Faculty, univ officials reflect on suicide
Published: March 11, 2011Section: Front Page
University officials and faculty discussed the mental health support system at Thursday’s faculty meeting as they tried to make sense and discover lessons after the suicide of Kat Sommers ’14 last month.
A senior Psychological Counseling Center official said he hopes that with a new president, the university will take an initiative to foster discussions between faculty and students about mental illness and the support necessary to treat it.
“I’m always in this odd position … having so much to say and not really being able to say anything,” the official said about talking with faculty. “Every single one of the suicides [at Brandeis] has a backstory that I can’t tell you about.”
The official requested anonymity because he did not want to compromise student expectations and standards related to his counseling.
He asked for a network of communication between faculty and students similar to the ones that exist between students and professionally trained staff from the Division of Student Affairs and the Department of Community Living.
Psychological Counseling Center staff always accept the policies of confidentiality that prevent detailed communication with faculty about students. The PCC sees about 50 percent of the students in each graduating class and roughly 550 students per year.
“Students experience that kind of connection [between faculty and counselors] as threatening,” the official said.
Like all universities, Brandeis is forced to confront issues around suicide: It is the third leading cause of death for people between the ages 15 and 24.
“It never really fades” the official said, explaining the tragedy of a suicide. “One [suicide] is devastating. Two or three or four is horrifying,” the PCC official said.
At the faculty meeting, university President Fred Lawrence thanked Dean of Student Life Rick Sawyer and the entire community for its caring and effective response to the suicide.
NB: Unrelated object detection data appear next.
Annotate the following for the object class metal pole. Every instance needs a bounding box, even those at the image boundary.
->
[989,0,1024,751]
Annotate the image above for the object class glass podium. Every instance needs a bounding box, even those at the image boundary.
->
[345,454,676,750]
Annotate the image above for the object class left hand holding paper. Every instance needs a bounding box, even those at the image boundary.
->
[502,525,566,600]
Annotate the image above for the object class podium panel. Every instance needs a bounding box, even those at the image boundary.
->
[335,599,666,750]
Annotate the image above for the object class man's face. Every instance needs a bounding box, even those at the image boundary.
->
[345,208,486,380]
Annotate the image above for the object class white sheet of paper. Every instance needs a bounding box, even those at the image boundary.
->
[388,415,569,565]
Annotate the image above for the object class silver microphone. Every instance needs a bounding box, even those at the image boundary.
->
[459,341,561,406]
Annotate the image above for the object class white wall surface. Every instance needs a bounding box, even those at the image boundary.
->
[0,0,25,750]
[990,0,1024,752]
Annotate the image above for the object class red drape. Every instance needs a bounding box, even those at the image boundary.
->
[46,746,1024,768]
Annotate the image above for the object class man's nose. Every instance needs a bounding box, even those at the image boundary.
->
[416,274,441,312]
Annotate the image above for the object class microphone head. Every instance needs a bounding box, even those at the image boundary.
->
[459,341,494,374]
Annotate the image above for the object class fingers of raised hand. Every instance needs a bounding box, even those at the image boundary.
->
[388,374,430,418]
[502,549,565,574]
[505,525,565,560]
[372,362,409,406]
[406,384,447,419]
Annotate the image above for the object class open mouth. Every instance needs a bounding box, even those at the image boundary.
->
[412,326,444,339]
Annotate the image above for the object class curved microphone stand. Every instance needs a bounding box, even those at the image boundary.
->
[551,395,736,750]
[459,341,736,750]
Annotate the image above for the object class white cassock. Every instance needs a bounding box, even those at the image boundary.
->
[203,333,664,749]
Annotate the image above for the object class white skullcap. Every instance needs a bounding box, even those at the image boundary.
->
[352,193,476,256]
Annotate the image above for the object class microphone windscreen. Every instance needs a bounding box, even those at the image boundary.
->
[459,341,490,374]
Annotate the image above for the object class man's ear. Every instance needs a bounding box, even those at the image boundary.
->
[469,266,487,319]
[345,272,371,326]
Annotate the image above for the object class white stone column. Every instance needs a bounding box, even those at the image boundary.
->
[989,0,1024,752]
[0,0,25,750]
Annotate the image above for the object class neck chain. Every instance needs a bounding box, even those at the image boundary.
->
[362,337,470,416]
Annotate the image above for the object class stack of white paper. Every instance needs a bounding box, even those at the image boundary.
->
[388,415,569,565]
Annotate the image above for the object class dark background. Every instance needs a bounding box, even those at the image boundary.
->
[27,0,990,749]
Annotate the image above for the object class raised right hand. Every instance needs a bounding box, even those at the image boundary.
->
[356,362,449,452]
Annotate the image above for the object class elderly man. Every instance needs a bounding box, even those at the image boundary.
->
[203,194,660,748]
He praised all administrators and the PCC for helping to prevent the constant fear of copycat cases after a suicide.
The PCC holds urgent care walk-in hours twice per day and has staff on call 24 hours per day via a phone answering service.
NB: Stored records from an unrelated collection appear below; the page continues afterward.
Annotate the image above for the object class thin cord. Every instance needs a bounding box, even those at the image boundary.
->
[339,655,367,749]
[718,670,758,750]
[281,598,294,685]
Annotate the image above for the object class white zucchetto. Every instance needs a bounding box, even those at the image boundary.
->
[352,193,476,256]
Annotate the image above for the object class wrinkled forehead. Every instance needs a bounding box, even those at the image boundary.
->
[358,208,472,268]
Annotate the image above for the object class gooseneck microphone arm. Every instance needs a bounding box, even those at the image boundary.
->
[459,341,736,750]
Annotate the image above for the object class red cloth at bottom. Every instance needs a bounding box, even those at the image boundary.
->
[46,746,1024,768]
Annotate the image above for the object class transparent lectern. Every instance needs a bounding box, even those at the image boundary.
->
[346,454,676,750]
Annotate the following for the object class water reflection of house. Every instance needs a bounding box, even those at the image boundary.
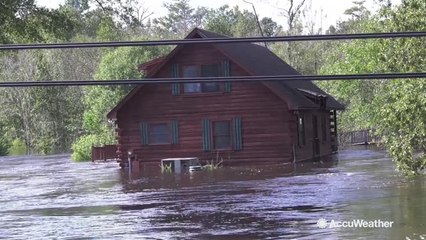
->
[108,29,343,165]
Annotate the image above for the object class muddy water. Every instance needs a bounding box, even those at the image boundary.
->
[0,149,426,239]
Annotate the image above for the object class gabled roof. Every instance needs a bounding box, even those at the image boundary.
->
[107,28,344,119]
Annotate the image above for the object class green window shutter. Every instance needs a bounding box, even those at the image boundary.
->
[172,120,179,144]
[172,63,180,96]
[232,117,243,150]
[140,122,149,145]
[222,60,231,93]
[201,119,211,152]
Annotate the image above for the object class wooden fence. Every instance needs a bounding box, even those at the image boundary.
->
[92,145,117,161]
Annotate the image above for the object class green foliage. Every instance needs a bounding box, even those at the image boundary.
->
[0,122,10,156]
[71,134,101,162]
[321,0,426,175]
[153,0,206,37]
[9,138,27,156]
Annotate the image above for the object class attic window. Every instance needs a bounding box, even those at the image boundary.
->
[183,64,220,94]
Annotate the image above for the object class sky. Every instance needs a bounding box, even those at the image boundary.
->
[36,0,400,30]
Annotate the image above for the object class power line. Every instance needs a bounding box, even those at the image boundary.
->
[0,31,426,51]
[0,73,426,88]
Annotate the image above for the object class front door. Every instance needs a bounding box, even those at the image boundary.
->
[312,115,320,158]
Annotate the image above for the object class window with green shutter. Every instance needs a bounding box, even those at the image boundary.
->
[171,63,180,96]
[139,122,149,145]
[139,120,179,145]
[172,120,179,144]
[201,119,211,152]
[212,121,231,150]
[232,117,243,150]
[222,60,232,93]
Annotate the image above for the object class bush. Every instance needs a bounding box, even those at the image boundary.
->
[9,138,27,156]
[71,134,100,162]
[71,128,115,162]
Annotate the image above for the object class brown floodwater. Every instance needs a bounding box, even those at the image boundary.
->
[0,148,426,239]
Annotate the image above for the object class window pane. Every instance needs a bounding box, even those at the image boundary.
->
[214,135,231,149]
[203,83,219,92]
[183,66,200,77]
[213,121,230,136]
[183,83,201,93]
[201,64,219,77]
[213,121,231,149]
[297,116,305,146]
[148,123,170,144]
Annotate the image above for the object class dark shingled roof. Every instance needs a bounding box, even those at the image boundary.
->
[195,28,344,110]
[107,28,344,119]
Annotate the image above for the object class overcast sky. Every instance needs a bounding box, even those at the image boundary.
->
[36,0,400,30]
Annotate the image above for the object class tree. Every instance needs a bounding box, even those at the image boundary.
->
[0,122,10,156]
[323,0,426,175]
[152,0,207,38]
[72,41,169,161]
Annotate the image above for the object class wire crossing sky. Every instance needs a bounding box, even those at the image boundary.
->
[0,32,426,50]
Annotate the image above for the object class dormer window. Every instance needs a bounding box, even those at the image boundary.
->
[182,64,220,94]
Professors asked a range of questions, including one about less obvious warning signs of suicidal students and another about why the PCC and all counseling centers have seen dramatic increases in the numbers of students coming to them in the past decade.
The PCC use rate has roughly doubled over recent years, the official said. Some students come to college already on medication for mental illness while others develop it once they enter college.
Society’s pressure to force students from a desire “to be a well-rounded citizen” into simply someone wanting a job is also a factor that has increased stress and pressure on adolescents, he said.
Addressing the economic recession and potential impacts on the PCC budget, the official said that its staff and support system has actually grown in recent years. The administration understands that it is not a department where funding can be cut, he said.
Lawrence was traveling in California on Feb. 15 and immediately flew home when he heard of Sommers’ suicide and arrived back at Brandeis the next day. He sent an e-mail to parents, informing them about the suicide and telling them to contact him or his Chief of Staff David Bunis, if they had any concerns.
“As parents, Kathy and I know that you have entrusted us with your children during their time at Brandeis. We take this trust as a sacred obligation,” Lawrence wrote on Feb. 16. “It is at times of tragedy like this that we discover just how strong and special this community is.”
Lawrence said that he received about 400 replies from parents to the e-mail.
At the faculty meeting, Lawrence echoed the message in his e-mail last month.
“The worst thing that can happen at this time is people [start] scurrying into their corners,” Lawrence said.